No New Refinery in Montana…and- Bakken in the Red?

Aaron Flint posted on December 01, 2014 19:55 :: 2220 Views

This headline from The Big Sky Business Journal’s Hot Sheet seems to say it all…

Instead of Montana, another North Dakota location appears to be the lucky winner.  From the MT Chamber of Commerce e-update:

PrairieBizMag.com: Developers of a nearly-completed diesel refinery near Dickinson, ND, are eyeing the Minot area as the potential site for a similar plant.  WBI Energy, a subsidiary of Bismarck-based MDU Resources Group, developed the Dickinson refinery with Indianapolis-based Calumet Specialty Products Partners LP. 

Gee…this oughta help recruit more businesses to Montana:

KULR8-TV: Montana tax authorities appeared before the Montana Supreme Court last Tuesday to argue Cloud Peak Energy owes $3.4 million in taxes.  State district Judge Jeffrey Sherlock ruled in favor of Cloud Peak last year. 

Here’s a must-read piece by Daniel Yergin in The Wall Street Journal for those of us back here in the Bakken country of Montana and North Dakota: The Global Shakeout From Plunging Oil

The decision by members of the Organization of the Petroleum Exporting Countries on Thursday not to cut production reflects a profound shift in the world oil market. The demand for oil—by China and other emerging economies—is no longer the dominant factor. Instead, the surge in U.S. oil production, bolstered by additional new supply from Canada, is decisive. This surge is on a scale that most oil exporters had not anticipated. The turmoil in prices, with spasmodic plunges over the past few days, will likely continue.
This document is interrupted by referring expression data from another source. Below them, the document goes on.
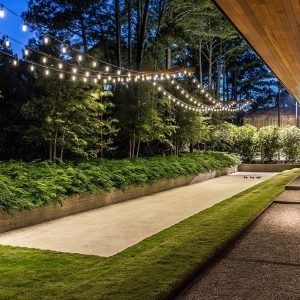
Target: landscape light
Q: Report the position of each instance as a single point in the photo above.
(24, 27)
(2, 12)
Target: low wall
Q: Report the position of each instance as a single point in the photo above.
(81, 203)
(266, 167)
It is now clear that the new U.S. production is more resilient than anticipated. There has been a widespread view that at around $85 or $90 a barrel extracting “tight” oil from shale would no longer be economical. However, a new IHS analysis based on individual well data finds that 80% of new tight-oil production in 2015 would be economic between $50 and $69 a barrel. And companies will continue to improve technology and drive down costs.
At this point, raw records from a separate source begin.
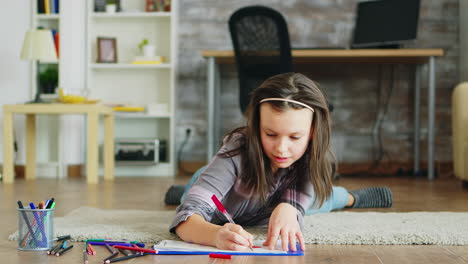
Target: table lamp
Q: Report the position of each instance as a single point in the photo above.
(38, 46)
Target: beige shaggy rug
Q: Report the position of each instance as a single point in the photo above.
(336, 228)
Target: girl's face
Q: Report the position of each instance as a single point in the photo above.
(284, 135)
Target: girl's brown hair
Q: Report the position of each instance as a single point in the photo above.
(315, 165)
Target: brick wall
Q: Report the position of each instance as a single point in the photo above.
(352, 89)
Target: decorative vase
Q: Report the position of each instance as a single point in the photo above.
(111, 8)
(149, 51)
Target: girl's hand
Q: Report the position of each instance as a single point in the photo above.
(283, 222)
(233, 237)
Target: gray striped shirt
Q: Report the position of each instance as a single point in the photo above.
(221, 177)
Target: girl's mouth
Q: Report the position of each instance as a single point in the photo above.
(280, 159)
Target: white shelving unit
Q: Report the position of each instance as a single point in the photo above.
(136, 84)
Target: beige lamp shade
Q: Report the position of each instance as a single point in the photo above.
(38, 45)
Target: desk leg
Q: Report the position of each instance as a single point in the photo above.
(109, 147)
(211, 105)
(431, 119)
(92, 148)
(417, 107)
(30, 146)
(8, 149)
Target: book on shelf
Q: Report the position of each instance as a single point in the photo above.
(158, 6)
(148, 60)
(48, 6)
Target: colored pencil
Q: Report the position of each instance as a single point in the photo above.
(56, 247)
(126, 257)
(114, 243)
(106, 260)
(137, 249)
(63, 250)
(93, 252)
(125, 252)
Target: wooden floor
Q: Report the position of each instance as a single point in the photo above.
(410, 194)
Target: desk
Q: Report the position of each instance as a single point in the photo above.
(356, 56)
(92, 112)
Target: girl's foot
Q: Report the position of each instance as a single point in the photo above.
(372, 197)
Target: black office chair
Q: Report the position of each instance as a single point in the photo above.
(261, 45)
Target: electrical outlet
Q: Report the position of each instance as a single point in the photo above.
(187, 131)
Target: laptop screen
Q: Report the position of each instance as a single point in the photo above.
(385, 22)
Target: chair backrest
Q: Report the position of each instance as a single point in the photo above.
(261, 45)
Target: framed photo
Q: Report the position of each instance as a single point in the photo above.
(107, 50)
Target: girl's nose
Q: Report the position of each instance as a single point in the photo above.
(282, 146)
The OPEC members in big trouble are the “have-nots”—those with small financial reserves and high government budgets. No country clamored more loudly for OPEC production cuts than Venezuela. Once an oil powerhouse, Venezuela depends on oil revenues for up to 65% of government spending. But its production has fallen by a third since 2000. Owing to gross mismanagement, Venezuela’s economy is already in chaos, its political system in crisis and unrest is mounting. And Venezuela would be the No. 1 loser if the Keystone XL pipeline is built, as production from Canadian oil sands would displace Venezuelan heavy oil from its largest single market, the U.S. Gulf Coast refineries.

TheBlaze.com: Falling Oil Prices Just Put Two Major U.S. Shale Basins in the Red

Two of the most important U.S. shale basins, Bakken and Permian Basin, have already turned into money-losing projects, Sober Look’s Walter Kurtz noted on Saturday, as oil prices plummeted towards $60 per barrel following OPEC deciding against cutting production on Thursday.

The Daily Caller: Which Huge, Embarrassingly Backward European Country Is Financing Massive Fracking Protests?

Last year, rural and otherwise very obscure parts of Romania became a destination for zealous anti-fracking activists after Chevron, an American company, began exploratory drilling. Clashes between police and protesters became violent.

The same basic scene has also played out in Lithuania and Bulgaria.

Many Romanian officials blame the Russian government and Gazprom, a huge Russian corporation (that was the Soviet Ministry of Gas Industry until 1989), for financing and organizing the movement to demonize fracking.